Jochen Deister, the founder and VP of innovation and strategy at Privacy Solutions, is sounding the alarm on the limitations of AI models. He says that when you use an AI tool, it can give you an answer that's well-structured, clearly reasoned, and properly sourced. But, he warns, that doesn't mean it's accurate. It's not that the AI tool can't provide a good answer - it's just that it can't guarantee the answer is correct.
You've probably had this experience before. You ask an AI a question, and it gives you a response that sounds right. But then you get a nagging feeling that you should verify it. The problem is, verifying the answer would take almost as long as doing the work without AI. So, you don't. You move on and hope the answer was correct, which isn't a good strategy.
Deister says this is a critical issue because AI training pipelines are robust, but they filter aggressively for text quality, removing spam, duplicates, and poorly written content. However, these filters don't assess domain-specific accuracy. He explains that Large Language Models (LLMs) are notorious for hallucinating and producing believable but incorrect or misleading text. They're trained on a lot of data, but that data isn't always accurate.
Deister believes that companies are incorporating AI into high-risk applications without verifying their training data. He's concerned about the domino effect of inaccurate information leading to more inaccurate information. For instance, a well-crafted regulatory guidance document may score highly on every quality metric, but its legal analysis may be incorrect. This can have serious consequences, and it's something companies should be aware of.
The AI training pipeline is excellent at identifying well-written text, but it has no mechanism for verifying whether the text is true. Deister says that AI is trained on material written by human beings whose understanding was shaped by their knowledge, perspective, and the state of their field at the time they wrote. This means that the AI model reflects the aggregate of what humans have written, not the current state of knowledge. It's a limitation that companies need to understand.
Earlier this year, Deister published an analysis of an official questionnaire issued by a German data protection authority. He found that the document contained 38 questions, and at least 19 of them had significant legal errors. The authority confused EU Charter of Fundamental Rights protections with internal market freedoms from a different treaty altogether. This is a big mistake, and it's something that can't be ignored.
Deister warns that every version of this document, and every commentary that treats it as settled guidance, are now likely to enter LLM training data as high-authority content. The errors risk being reinforced by each uncritical repetition, which only encourages the AI model to keep reproducing them. This can lead to a lot of problems, and it's something that companies need to be aware of.
He says that this is not only a legal sector problem but can apply to every expert domain where the training material reflects human interpretation rather than verified data. Medical guidelines get updated, but the previous versions, written by physicians whose understanding reflected the evidence available to them at the time, persist in training data and continue to shape model outputs. This is a big issue, and it's something that needs to be addressed.
When evaluating AI for any domain where accuracy has consequences, Deister thinks one question matters more than all others: What is the verified source of truth behind this tool?

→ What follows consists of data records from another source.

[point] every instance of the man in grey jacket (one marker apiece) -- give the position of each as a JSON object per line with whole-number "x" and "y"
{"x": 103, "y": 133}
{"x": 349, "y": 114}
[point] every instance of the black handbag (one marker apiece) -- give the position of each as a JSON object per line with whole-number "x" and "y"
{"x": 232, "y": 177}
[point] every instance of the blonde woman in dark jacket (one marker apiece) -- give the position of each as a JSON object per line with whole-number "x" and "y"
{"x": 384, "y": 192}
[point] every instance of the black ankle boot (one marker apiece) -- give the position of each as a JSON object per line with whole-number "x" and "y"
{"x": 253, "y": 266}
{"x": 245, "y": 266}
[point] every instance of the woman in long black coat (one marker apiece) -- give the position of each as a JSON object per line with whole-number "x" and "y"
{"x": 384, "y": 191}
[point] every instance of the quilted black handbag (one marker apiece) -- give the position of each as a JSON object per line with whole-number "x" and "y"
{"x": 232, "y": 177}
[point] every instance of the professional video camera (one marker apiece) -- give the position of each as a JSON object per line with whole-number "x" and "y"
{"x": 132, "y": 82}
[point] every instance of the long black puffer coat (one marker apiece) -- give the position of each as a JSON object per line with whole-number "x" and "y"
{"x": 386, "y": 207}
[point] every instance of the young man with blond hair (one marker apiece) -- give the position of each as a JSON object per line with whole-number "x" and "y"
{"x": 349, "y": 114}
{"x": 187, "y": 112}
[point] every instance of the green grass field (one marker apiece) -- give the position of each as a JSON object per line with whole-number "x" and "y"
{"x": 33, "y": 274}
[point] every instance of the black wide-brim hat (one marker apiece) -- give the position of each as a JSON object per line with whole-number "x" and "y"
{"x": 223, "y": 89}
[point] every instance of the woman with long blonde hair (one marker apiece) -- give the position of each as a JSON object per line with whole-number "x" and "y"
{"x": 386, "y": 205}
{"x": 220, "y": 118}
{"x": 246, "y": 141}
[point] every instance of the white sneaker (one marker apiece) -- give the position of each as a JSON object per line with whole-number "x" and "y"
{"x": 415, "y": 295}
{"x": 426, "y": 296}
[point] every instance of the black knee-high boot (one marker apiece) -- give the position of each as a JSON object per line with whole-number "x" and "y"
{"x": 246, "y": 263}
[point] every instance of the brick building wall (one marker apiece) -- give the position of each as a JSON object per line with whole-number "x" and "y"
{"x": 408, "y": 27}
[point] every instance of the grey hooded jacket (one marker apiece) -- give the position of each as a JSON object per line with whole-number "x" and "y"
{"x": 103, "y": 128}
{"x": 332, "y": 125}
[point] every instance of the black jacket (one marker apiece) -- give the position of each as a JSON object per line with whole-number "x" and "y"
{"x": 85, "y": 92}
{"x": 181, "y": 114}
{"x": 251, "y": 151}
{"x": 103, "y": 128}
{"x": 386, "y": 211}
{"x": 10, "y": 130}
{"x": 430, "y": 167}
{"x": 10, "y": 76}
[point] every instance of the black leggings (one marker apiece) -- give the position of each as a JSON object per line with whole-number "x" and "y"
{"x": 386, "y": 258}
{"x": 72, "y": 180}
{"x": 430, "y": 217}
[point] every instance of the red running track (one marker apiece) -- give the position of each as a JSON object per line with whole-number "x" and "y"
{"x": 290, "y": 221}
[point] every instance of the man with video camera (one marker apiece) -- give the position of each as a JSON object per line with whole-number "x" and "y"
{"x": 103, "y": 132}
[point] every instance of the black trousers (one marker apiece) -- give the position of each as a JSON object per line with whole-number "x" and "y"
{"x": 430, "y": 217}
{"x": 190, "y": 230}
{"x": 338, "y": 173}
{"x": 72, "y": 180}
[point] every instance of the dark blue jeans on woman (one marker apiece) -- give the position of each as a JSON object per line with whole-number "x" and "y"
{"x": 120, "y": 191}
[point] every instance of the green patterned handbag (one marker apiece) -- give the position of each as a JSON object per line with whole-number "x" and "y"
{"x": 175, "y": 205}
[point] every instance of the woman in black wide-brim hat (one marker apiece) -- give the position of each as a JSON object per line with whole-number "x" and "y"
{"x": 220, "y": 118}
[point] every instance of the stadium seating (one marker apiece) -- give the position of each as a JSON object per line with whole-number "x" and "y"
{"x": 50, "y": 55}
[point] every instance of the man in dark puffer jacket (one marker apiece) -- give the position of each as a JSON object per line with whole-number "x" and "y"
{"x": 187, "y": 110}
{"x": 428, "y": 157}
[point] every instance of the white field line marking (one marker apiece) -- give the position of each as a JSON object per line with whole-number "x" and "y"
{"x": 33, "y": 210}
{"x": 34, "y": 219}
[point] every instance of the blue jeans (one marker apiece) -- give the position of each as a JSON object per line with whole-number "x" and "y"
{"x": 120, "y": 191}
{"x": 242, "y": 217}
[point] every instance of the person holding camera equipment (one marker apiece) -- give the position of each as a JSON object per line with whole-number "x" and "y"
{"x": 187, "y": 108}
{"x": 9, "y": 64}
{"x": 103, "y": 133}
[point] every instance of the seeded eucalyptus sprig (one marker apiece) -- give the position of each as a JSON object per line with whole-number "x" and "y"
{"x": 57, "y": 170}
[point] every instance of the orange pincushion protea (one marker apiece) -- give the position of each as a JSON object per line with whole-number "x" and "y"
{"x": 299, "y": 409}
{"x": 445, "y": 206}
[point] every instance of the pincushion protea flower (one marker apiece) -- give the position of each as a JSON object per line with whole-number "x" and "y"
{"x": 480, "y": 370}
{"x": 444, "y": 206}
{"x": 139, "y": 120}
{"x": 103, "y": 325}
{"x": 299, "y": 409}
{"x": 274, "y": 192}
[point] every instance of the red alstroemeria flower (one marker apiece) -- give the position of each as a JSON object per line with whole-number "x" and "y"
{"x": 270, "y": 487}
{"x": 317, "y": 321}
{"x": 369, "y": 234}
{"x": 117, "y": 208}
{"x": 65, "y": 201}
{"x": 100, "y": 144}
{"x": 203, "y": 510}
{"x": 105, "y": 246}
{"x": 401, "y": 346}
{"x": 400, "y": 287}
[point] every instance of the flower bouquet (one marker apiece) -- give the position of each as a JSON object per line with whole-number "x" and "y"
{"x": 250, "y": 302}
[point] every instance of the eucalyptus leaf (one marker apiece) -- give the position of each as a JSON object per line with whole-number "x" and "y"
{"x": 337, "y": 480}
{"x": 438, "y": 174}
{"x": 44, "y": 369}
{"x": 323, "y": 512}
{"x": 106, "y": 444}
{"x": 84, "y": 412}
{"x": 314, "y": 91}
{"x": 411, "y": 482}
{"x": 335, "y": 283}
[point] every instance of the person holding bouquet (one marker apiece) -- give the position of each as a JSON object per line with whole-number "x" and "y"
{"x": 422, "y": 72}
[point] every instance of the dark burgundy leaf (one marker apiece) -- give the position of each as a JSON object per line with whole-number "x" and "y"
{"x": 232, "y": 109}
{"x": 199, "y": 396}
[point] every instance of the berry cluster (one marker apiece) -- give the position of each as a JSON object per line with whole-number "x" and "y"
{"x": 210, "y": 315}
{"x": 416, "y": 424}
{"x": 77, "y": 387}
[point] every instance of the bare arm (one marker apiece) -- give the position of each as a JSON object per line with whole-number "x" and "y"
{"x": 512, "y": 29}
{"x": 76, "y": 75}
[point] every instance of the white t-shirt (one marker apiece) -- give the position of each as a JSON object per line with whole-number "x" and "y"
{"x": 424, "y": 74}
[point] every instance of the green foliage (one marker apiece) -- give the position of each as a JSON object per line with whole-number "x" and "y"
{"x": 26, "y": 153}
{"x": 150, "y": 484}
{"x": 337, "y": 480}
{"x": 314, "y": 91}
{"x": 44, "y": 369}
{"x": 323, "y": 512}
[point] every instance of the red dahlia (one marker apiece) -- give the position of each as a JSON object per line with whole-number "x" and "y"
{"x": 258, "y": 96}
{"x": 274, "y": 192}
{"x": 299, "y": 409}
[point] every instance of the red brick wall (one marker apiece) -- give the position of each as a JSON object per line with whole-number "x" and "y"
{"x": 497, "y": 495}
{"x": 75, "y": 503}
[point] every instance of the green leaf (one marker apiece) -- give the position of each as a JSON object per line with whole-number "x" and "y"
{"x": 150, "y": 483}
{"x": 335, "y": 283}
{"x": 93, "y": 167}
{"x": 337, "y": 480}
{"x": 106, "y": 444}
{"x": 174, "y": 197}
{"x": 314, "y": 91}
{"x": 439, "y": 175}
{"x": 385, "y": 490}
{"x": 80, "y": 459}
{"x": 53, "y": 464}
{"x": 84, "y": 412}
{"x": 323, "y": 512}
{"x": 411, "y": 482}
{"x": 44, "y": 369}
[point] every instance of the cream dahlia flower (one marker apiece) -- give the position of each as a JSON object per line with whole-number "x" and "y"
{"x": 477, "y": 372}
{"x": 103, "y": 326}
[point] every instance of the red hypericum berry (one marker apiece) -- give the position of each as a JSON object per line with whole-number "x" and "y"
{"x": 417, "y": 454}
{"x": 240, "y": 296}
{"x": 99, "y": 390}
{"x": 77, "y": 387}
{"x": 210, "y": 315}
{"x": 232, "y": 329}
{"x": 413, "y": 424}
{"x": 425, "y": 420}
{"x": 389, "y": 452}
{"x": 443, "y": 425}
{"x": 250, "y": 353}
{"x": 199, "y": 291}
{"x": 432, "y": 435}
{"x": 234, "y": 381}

He says that a good answer describes a curated knowledge layer built and maintained by domain practitioners, anchored to primary sources and updated when the underlying reality changes. This is what companies should be looking for.
The model is not the product. The knowledge layer is. And for most AI deployments in expert domains, that layer hasn't been built yet. This is a significant problem, and it's something that companies need to address. They can't just rely on the AI model - they need to make sure the knowledge layer is in place.
Deister's warning is timely, given the increasing use of AI in various industries. He's not saying that AI is inherently bad, but rather that we need to be aware of its limitations. We need to verify the accuracy of the information provided by AI tools, especially in high-risk applications. This is crucial, and it's something that companies can't ignore.
Deister's analysis has significant implications for companies that are incorporating AI into their operations. They need to be aware of the potential risks of inaccurate information and take steps to verify the accuracy of the data used to train their AI models. This isn't easy, but it's something that companies must do. They can't just assume that the AI model is accurate - they need to make sure it is.
Deister's warning is a wake-up call for companies to be more careful when using AI tools. They need to understand the limitations of AI and take steps to verify the accuracy of the information provided. This requires a deeper understanding of how AI works and the potential risks associated with its use. Companies can't just use AI tools without thinking about the potential consequences - they need to be careful and make sure they're using the tools correctly.
Key Facts
- Jochen Deister is the founder and VP of innovation and strategy at Privacy Solutions.
- AI training pipelines filter for text quality, not domain-specific accuracy.
- LLMs are notorious for hallucinating and producing believable but incorrect or misleading text.
- Companies are incorporating AI into high-risk applications without verifying their training data.
- The AI training pipeline has no mechanism for verifying whether well-written text is true.